Ram recalled that when in Opposition the APNU+AFC coalition, and very specifically the Alliance For Change of which Raphael Trotman is now leader, had repeatedly claimed that then Finance Minister Dr. Ashni Singh should be taken before the courts on a criminal charge under the Fiscal Management and Accountability Act. “It is as clear as day to me that offences have been committed under section 85 of that Act by more than one person. This is now a criminal matter and the Guyana Police Force should be called in,” he said.
Ram said an inquiry into into all aspects of the administration of the Ministry of Natural Resources should include the negotiation of contracts outside of Guyana, in Grenada and in New York; the process leading up to the signing of an unnecessary, new Petroleum Agreement with Esso Exploration and Production (Guyana) Limited and all financial transactions in local and foreign currency.
High-level government sources, however, told Demerara Waves Online News that Trotman played absolutely no role in the negotiation process.

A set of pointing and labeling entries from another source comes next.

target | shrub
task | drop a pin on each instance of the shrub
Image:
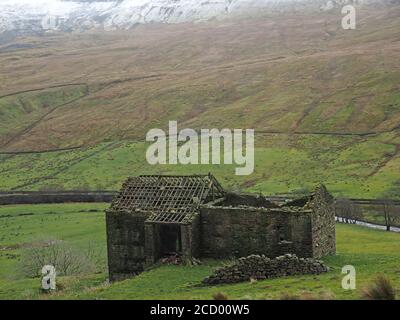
(66, 260)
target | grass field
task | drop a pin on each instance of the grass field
(350, 167)
(370, 251)
(316, 87)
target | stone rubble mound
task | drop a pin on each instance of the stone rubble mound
(260, 267)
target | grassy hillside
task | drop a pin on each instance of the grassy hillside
(349, 166)
(27, 226)
(325, 102)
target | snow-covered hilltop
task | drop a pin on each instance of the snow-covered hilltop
(67, 15)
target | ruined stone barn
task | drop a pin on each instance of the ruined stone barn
(155, 216)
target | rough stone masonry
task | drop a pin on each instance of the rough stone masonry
(155, 216)
(261, 267)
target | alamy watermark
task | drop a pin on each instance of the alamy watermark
(205, 146)
(349, 19)
(349, 280)
(49, 277)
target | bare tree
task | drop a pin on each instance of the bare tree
(66, 260)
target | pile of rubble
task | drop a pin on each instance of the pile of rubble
(261, 267)
(171, 259)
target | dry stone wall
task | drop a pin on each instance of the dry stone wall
(260, 267)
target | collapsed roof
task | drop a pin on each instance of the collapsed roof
(170, 199)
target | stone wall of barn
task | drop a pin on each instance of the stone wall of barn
(228, 232)
(323, 223)
(125, 244)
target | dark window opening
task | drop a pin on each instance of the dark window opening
(170, 239)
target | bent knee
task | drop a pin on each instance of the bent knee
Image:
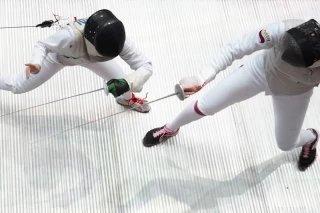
(286, 144)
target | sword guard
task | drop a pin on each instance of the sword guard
(179, 92)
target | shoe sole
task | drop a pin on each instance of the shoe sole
(146, 145)
(302, 169)
(126, 106)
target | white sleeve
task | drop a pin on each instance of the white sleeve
(53, 43)
(138, 62)
(262, 38)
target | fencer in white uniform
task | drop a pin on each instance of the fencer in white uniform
(288, 70)
(92, 43)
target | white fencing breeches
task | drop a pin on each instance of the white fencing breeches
(18, 83)
(246, 82)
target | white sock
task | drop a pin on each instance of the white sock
(188, 115)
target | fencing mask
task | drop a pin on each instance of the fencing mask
(104, 32)
(300, 46)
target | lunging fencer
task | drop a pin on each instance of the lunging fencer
(288, 71)
(92, 43)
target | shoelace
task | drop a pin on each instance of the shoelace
(134, 99)
(159, 132)
(164, 132)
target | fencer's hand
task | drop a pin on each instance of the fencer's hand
(32, 68)
(117, 87)
(190, 85)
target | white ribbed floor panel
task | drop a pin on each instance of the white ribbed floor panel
(225, 163)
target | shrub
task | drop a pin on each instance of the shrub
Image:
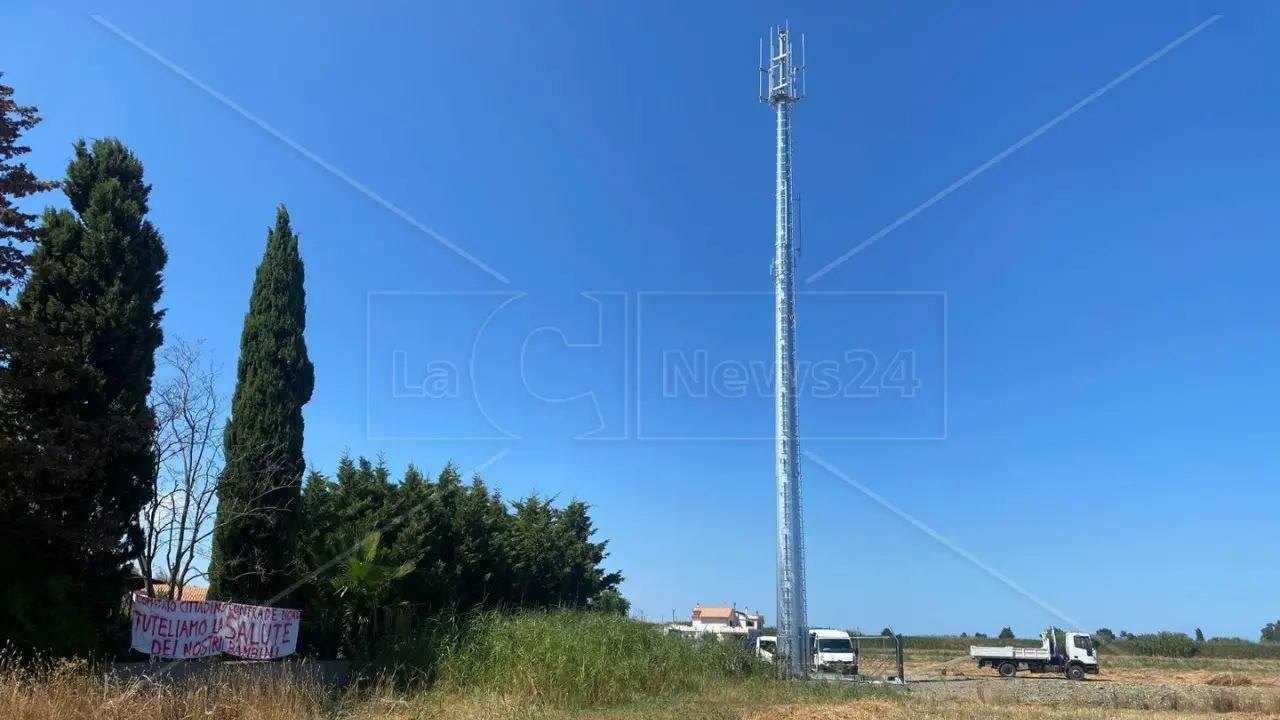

The sources reiterated that government requested a bonus from ExxonMobil to be used solely for strengthening its legal and diplomatic efforts in resolving the Guyana-Venezuela border controversy even up to the level of the International Court of Justice if the United Nations Secretary General decides to send it there.
The Chartered Accountant charged that with the alleged violation of Guyana’s Constitution and the Fiscal Management and Accountability Act (FMAA), that “critical information” in the 2018 National Budgetary estimates of expenditure now being considered by the National Assembly is “inaccurate, incorrect and meaningless;
He also said that Article 216 of Guyana’s Constitution has been knowingly violated; the 2016 financial statements of the Government and of the Consolidated Fund for 2016 are similarly deficient.

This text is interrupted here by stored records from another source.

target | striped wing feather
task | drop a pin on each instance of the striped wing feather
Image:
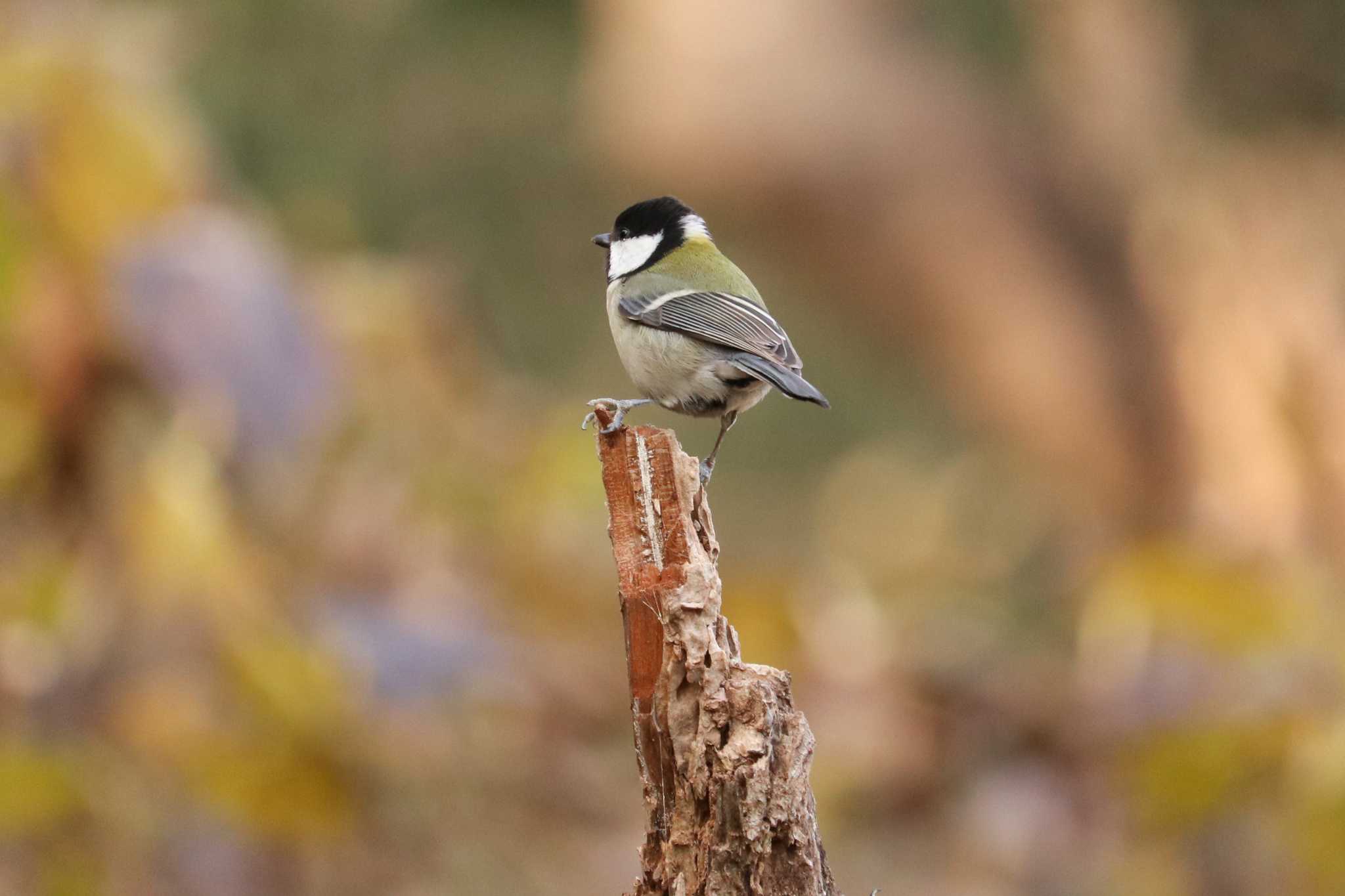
(716, 317)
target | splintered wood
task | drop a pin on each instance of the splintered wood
(722, 754)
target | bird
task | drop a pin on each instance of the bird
(690, 328)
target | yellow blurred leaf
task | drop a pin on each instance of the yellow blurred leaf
(1179, 778)
(1187, 594)
(298, 685)
(273, 788)
(37, 790)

Ram said in light of the circumstances, the Report of the Auditor General should be withdrawn in keeping with auditing standards applied by his office because it is inapplicable. The financial statements and the auditor’s report of the Bank of Guyana for 2016, Ram added, face the same jeopardy.
He charged that “this web of deception has ensnared high level officers of the Ministry of Finance, the Geology and Mines Commission and the Bank of Guyana, including the Chairman of its Audit Committee Mr. Anand Goolsarran.
“In an ironic twist, the dam of eighteen months of denial and obfuscation concerning the payment of a Signing Bonus by ExxonMobil to the Government of Guyana broke apart one day before the UN declared International Anti-Corruption Day. The forced admission by the Government is a shocking revelation of a conspiracy to deceive the people of Guyana about billions of dollars,” he said.
The public policy critic and political analyst charged that a number of government ministers could not be trusted with Guyana’s oil wealth. “The petroleum resources of this country do not belong to a cabal ensconced in this Administration but to all Guyanese, present and future. Each such Guyanese expects and deserves that its government – whether APNU, PNC or PPP – owes to them honesty, decency and integrity demonstrated in accurate accounting, proper accountability and good governance, not only on World Anti-Corruption Day but each and every day of the year.”